第364話 ネコマタ木

「ユウ。ケチケチしないで、20本全部育てちゃえばいいのに?」

「ハタ坊、俺は別にケチってるわけじゃない。5本ぐらいが限度なんだよ」

「オウミの魔力の問題か?」


「いや、そのぐらいはどうでも良いが」

「?! どうでも良くはないノだ!!」


「3ヶ月成長を進めるということは、3ヶ月の養分と水を一気に消費することになる」

「え? そうなの?」


「そりゃそうだろ。成長を早くするだけで、成長に必要なものは同じだけ必要だ。だからこの魔法を木にかけるときは、人が側についていて水と肥料の補給をしないといけないんだ。あまりたくさんの本数をやるとそれが間に合わない。その結果枯れてしまうことになる」


「へぇ。そうなのか。あたしにはないスキルだから、知らなかった」

「魔木だけに光合成の必要がないのが救いだけど、万能の魔法というのはないノだ。でも役に立つ魔法だから、ハタ坊も覚えておくノだ」

「そうか。そうだな。じゃあ、ミノウとオウミ。教えてくれ」


 魔王と魔人との交流促進である。これでハタ坊も核融合スキルと時間統制スキルを取得したことになる。そういえば、いままでこういうことやったことがなかったな。

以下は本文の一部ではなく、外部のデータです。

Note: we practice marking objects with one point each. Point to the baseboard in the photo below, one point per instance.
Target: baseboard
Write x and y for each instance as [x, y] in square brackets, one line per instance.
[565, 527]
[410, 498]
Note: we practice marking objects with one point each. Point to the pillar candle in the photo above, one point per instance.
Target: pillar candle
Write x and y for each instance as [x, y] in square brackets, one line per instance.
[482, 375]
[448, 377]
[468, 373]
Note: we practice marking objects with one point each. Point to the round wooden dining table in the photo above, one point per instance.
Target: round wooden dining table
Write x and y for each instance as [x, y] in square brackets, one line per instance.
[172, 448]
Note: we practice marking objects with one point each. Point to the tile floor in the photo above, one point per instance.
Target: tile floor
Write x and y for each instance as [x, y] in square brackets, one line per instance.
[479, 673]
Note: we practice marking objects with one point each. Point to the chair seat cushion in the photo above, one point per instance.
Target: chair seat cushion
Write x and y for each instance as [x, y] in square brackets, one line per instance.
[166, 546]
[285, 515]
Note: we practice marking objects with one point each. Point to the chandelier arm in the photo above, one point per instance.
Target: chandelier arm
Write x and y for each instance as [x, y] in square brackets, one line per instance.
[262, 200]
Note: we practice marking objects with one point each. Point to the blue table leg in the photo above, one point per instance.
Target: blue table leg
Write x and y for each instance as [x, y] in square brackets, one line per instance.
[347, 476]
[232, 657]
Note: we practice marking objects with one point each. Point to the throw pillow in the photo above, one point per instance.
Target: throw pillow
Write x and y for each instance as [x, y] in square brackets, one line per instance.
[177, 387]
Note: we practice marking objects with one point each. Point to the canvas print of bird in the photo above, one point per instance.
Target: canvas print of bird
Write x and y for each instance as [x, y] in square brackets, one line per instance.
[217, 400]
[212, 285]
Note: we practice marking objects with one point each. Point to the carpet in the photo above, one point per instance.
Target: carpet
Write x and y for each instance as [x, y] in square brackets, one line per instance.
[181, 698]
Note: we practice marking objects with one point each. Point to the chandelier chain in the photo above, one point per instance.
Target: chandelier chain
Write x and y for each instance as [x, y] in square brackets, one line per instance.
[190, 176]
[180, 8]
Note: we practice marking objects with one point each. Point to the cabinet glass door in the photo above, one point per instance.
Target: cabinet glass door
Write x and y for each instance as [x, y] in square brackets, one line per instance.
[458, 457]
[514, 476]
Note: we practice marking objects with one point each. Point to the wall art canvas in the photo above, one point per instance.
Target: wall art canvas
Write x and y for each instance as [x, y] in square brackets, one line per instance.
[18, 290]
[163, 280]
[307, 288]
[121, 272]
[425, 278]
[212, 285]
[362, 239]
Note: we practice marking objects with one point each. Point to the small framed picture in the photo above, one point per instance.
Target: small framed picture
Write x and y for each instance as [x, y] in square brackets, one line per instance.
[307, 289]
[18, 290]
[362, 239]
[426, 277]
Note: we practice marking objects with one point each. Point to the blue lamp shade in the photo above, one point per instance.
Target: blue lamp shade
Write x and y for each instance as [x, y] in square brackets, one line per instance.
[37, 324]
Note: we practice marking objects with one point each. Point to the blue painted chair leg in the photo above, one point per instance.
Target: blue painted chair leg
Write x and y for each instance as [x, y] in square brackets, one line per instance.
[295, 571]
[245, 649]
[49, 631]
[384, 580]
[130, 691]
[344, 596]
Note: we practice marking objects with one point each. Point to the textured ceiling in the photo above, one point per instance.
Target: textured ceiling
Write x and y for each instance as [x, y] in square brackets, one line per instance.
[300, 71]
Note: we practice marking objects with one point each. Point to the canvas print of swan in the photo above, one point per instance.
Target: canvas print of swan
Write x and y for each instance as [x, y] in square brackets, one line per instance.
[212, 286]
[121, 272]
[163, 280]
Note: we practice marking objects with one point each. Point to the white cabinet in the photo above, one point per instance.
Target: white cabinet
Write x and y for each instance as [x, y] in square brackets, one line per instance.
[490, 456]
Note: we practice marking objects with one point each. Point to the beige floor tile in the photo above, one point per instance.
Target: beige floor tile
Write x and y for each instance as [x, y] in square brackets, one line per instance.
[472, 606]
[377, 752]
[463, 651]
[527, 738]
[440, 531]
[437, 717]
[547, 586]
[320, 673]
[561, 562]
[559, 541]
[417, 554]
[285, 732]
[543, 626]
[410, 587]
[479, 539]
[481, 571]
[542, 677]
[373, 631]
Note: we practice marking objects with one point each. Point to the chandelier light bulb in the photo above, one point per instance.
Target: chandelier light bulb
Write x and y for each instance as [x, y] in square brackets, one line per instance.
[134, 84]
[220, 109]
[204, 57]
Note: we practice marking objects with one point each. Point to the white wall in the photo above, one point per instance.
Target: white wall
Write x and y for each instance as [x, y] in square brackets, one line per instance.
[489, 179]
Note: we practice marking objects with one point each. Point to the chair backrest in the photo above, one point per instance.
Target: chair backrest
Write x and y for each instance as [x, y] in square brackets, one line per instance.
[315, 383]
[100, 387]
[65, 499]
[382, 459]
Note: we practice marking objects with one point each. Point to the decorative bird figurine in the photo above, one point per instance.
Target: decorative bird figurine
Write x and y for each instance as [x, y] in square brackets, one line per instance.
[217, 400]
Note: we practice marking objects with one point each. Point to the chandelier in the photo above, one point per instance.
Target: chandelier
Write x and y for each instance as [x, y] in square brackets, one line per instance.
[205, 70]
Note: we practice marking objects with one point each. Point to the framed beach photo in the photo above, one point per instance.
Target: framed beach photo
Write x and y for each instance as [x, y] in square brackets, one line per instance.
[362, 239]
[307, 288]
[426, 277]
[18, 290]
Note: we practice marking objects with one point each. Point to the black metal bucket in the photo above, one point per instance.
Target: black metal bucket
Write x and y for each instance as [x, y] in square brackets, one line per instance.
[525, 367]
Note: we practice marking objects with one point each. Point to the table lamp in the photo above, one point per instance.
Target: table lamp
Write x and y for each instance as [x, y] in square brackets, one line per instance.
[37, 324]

 俺の配下にある4人の魔王と魔人のハタ坊、それにユウコ……は無理だろうけど。あと、魔スーパーマンのケントもいたな。


 こいつらには固有に使える魔法があるはずだ。初級ぐらいはみな使えるようだが、すべての魔法は無理にしても、使える魔法を教え合うような場を作れば、もっと便利になるんじゃないか。


 俺が。


「なんか怪しいことを考えている顔しているノだ?」

「ななな、なんでもない、なんでもないわははは」

「怪しさ満点だヨ?」


 こいつらを一堂に集めるイベントを開催する必要があるな。食い物で釣るのが一番だろうが、なにか考えよう。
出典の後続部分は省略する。